Power BI Cleaning and Transforming Data
Pivot and unpivot columns in Power BI is very useful functionality for structuring data that cannot be used for reporting as-is. The first blog post on data preparation covered the basics of cleaning and transforming your datasets. This blog post, will go into more advanced cleaning and transformation steps focusing on transforming columns through the pivot and unpivot functions.
In short, to unpivot columns means turning multiple column headers to a single column where the column headers are captured in rows. Columns values are stored in another column. The Pivot column function does the inverse of Unpivoting columns.
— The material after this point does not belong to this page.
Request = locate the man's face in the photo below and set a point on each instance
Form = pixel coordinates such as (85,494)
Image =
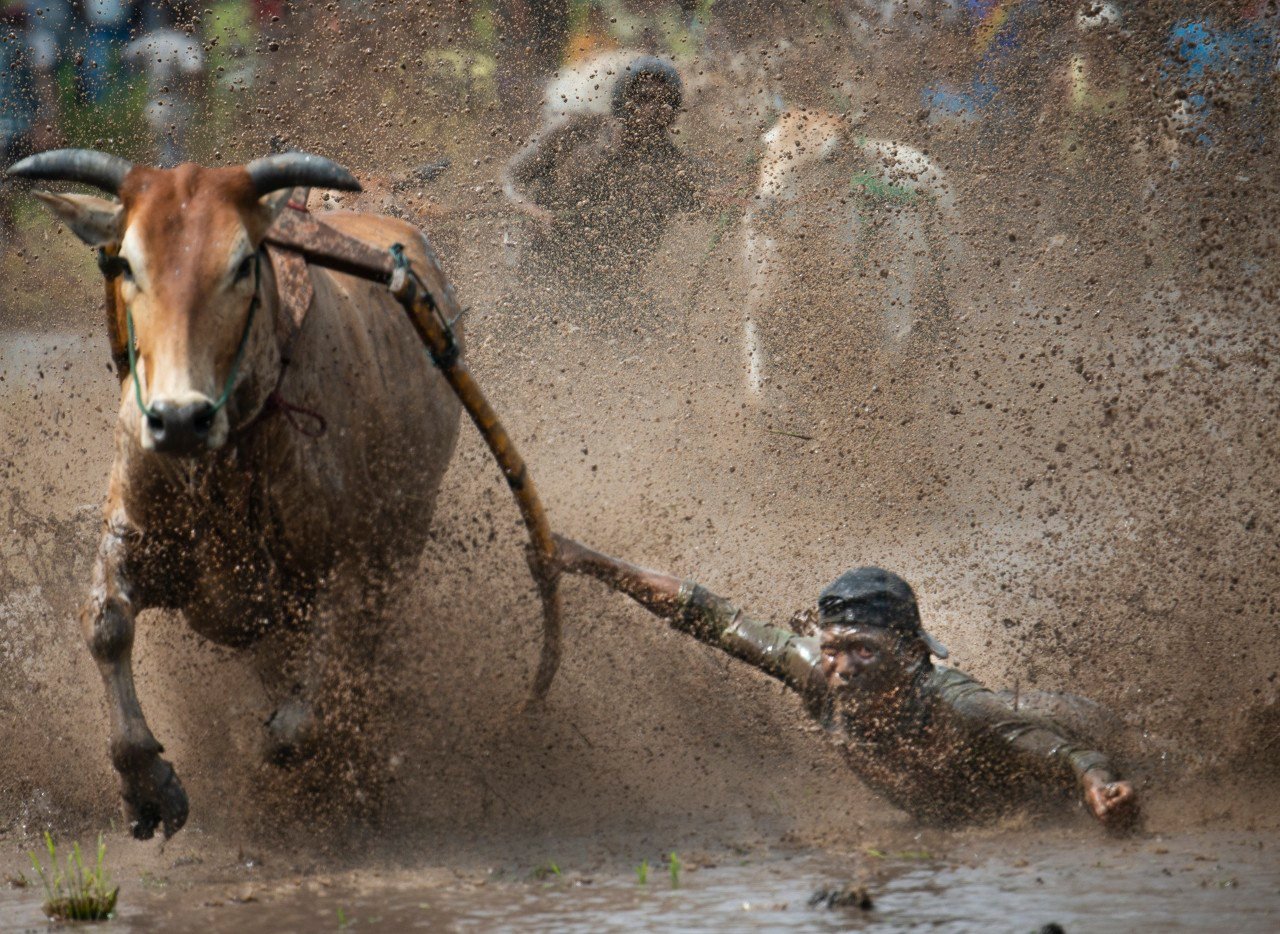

It turns row values into columns.
Pivot and Unpivot Columns
We will use a dataset called ‘SalesPersons‘ as our sample dataset to explain pivot and unpivot. Looking at the ‘SalesPersons’ data we can see the row and column values are not structured in a manner useful for modelling and analysis. In this example, each Sales Person is allocated a grade for each year. Each year is captured in a separate column. The current structure of the data does not allow for the data to be sliced by grade. The data table needs to be transformed so that there is only one column for the sales person’s grade and one column for the year.
Let’s start structuring the data. Select the little menu to the left of the first column header and promote the first row as headers.
From the data, we will keep the first two columns as this is our ID and Sales Person columns. We would like to unpivot our other columns so that we have a column for year and a column for the grade. Select the first two columns and right-click to choose ‘Unpivot Other Columns’.
The result is our original two columns and two additional columns. These columns are called Attribute and Value. The Attribute column refers to the headers (Year) of our columns before the data was Unpivoted and the Values column refers to the values of our columns before the data was Unpivoted.
Let’s rename the Unpivoted columns to Year and Grade.
We also want to use this data to create a table where we keep a unique record of our Sales People. Rename the query to ‘SalesPersonsGrade’ and duplicate the query. Rename the duplicated query to ‘SalesPerson’. This will be the unique Sales Person dimensions tables with no duplicates in the IDs.
For this table, we would like to have only our first two columns IS and Sales Person. Select the first two columns and right-click to select ‘Remove Other Columns’.
The result will be as shown below. A table that has unique records of each salesperson.
Here we saw that unpivoting columns turns multiple column headers to a single column where the column headers are captured in rows. Columns values are then stored in another column. The Pivot column function does the inverse of Unpivoting columns.
Let’s select the two columns that we would like to Pivot, Year and Grade. Select the Pivot function from the transform tab.
Once selected a screen will popup. Here you need to select the values columns (in blue) and the Aggregate Value Function (in red). The Values column is the column that we would like to make up our values, in this case, Grade. The Aggregate Value Function determines how your values will be aggregated. In this case, we would not like to aggregate our values.
The result is a table with the column ID, Sales Person and all the year columns that were pivoted.
The Pivot and Unpivot column function is a very simple yet powerful ability to transform your data to be ready for creating visualizations. Caution must always be given in using these functions. It is important to make sure that the right columns are used and that the data is correctly structured to be pivoted or unpivoted.